Most of the Mission CISD part is zoned to Hurla M. Midkiff Elementary School in Palmhurst, while small sections are zoned to Waitz Elementary in Alton and Escobar/Rios Elementary in an unincorporated area. Students zoned to Midkiff are zoned to R. Cantu Junior High School in Palmhurst. Students zoned to Escobar/Rios and Waitz are zoned to Alton Memorial Junior High School in Alton. Sections of Palmhurst are zoned to Mission High School and Veterans Memorial High School in Mission.

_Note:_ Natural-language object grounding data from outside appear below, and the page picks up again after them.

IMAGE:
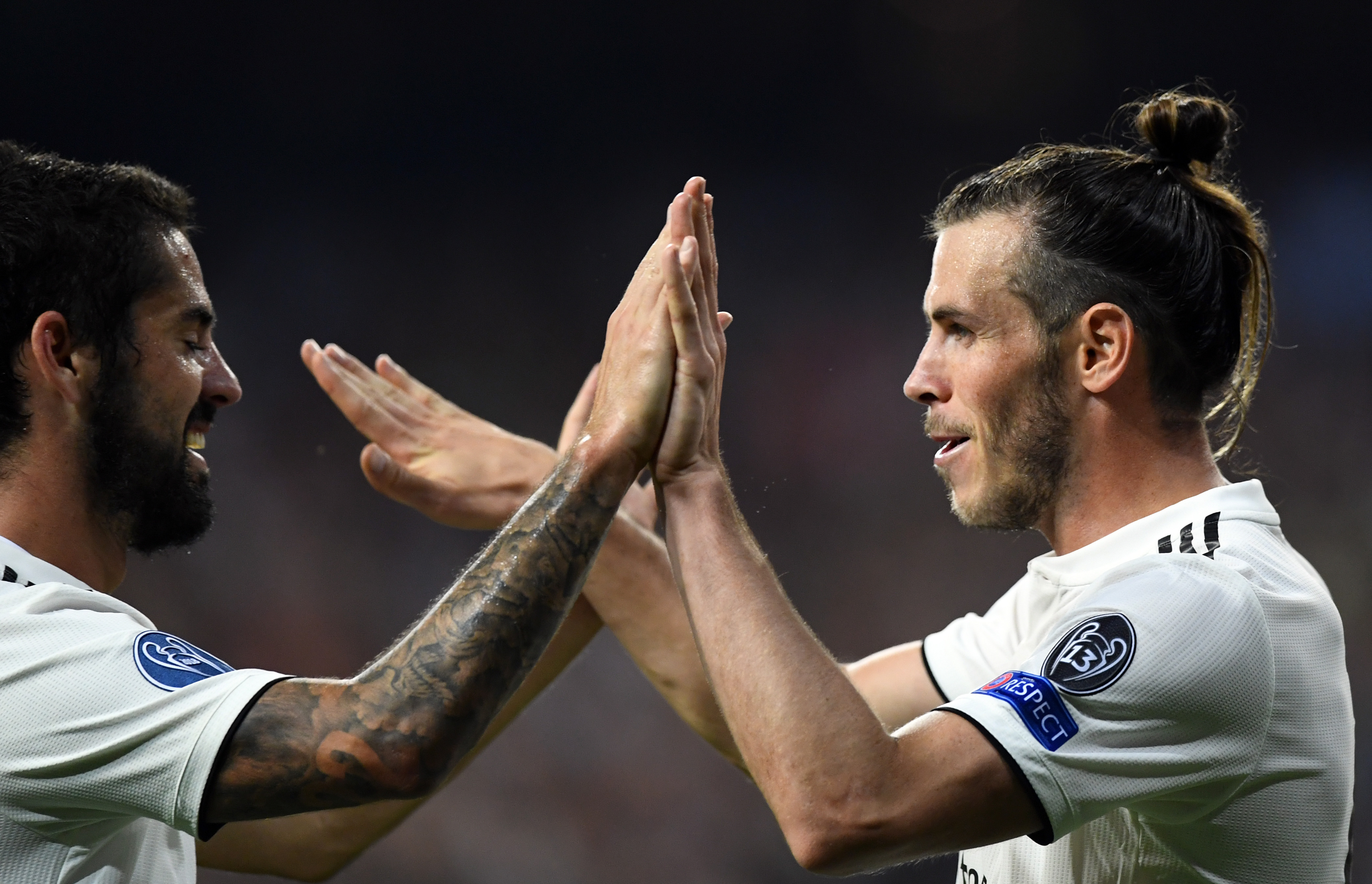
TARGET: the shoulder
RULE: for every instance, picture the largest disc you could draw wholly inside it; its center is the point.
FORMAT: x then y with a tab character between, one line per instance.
1198	641
1180	593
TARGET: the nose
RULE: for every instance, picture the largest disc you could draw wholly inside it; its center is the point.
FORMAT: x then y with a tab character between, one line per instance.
219	384
928	383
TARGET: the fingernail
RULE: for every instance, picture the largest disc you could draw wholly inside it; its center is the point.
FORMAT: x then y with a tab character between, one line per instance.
377	460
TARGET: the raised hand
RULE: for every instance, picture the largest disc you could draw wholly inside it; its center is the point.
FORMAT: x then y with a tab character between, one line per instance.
637	371
640	504
691	438
426	451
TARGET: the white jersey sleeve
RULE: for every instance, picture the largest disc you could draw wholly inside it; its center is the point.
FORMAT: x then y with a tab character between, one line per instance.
973	649
109	720
1153	691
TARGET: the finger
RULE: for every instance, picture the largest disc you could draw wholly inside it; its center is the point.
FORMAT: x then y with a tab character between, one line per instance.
680	222
710	257
579	413
396	375
681	304
368	402
393	480
695	273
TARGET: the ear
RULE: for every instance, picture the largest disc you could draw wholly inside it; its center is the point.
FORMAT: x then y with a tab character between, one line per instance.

The Sharyland ISD section of Palmhurst is divided between John H. Shary Elementary School in Mission, Donna Wernecke Elementary School in McAllen, and Jessie L. Jensen Elementary School in Alton. All residents are zoned to North Junior High School in McAllen and Sharyland Pioneer High School in unincorporated Hidalgo County.

In addition, South Texas Independent School District operates magnet schools that serve the community.